Sometimes he does calm the storm, and takes whatever it is that's causing us pain away from us. Other times he chooses not to take these things away, and instead uses the opportunity to bring us closer to him. This is what he has done for me, even if he someday chooses to take my illness away. I have grown closer to him in ways I never could have otherwise.

As for the question of how I could still believe in God, let alone trust in him and call him my savior, after everything that has happened to me, there is another song that says it much better than I can. It's "Bring the Rain" by Mercyme:

"I can count a million times
People asking me how I
Can praise You with all that I've gone through
The question just amazes me
Can circumstances possibly
Change who I forever am in You
Maybe since my life was changed
Long before these rainy days
It's never really ever crossed my mind
To turn my back on you, oh Lord
My only shelter from the storm
But instead I draw closer through these times"

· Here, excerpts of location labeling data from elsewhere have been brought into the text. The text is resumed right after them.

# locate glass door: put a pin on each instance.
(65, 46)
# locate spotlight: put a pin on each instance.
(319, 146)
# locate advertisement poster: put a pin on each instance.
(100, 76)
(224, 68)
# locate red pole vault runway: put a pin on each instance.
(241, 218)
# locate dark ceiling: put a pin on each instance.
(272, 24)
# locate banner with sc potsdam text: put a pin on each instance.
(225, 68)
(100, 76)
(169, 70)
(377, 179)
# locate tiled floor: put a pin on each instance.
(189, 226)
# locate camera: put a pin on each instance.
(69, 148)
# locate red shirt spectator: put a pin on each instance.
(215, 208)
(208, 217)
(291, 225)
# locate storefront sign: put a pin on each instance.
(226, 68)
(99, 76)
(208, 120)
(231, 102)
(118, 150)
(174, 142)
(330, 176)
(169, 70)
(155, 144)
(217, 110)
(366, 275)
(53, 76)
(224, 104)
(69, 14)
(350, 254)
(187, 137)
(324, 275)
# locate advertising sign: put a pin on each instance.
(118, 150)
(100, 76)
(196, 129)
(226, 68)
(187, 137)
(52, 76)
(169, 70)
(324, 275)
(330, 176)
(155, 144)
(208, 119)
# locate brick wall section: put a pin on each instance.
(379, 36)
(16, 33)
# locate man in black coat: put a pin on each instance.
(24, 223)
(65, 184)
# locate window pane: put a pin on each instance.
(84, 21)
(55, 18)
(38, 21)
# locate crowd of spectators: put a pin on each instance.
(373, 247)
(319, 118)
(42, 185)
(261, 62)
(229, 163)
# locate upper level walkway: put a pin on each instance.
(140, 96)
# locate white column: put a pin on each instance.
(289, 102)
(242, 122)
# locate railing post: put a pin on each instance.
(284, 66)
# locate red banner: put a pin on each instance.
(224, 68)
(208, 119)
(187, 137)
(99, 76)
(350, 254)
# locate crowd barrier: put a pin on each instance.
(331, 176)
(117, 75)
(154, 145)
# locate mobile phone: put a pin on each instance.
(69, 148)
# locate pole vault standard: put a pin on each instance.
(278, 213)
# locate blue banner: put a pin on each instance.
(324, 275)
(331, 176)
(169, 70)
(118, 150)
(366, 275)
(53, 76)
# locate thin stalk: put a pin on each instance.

If I didn't have God, who (or what) would I turn to? Would I have even made it through the past few years? I can't even imagine how my life would be different. Without God to turn to, to lean on when I can't go on myself, to cry to when times are tough, to praise and thank for all he's given me, I don't know where I would be.

There is so much more I could write, so many more songs and books and verses that have touched my heart, but this is a basic idea of all I have learned through my illness. I will leave you with just one more verse, the verse that has realigned my perspective on life so many times over the past few years:

"In this world you will have trouble. But take heart! I have overcome the world."--John 16:33.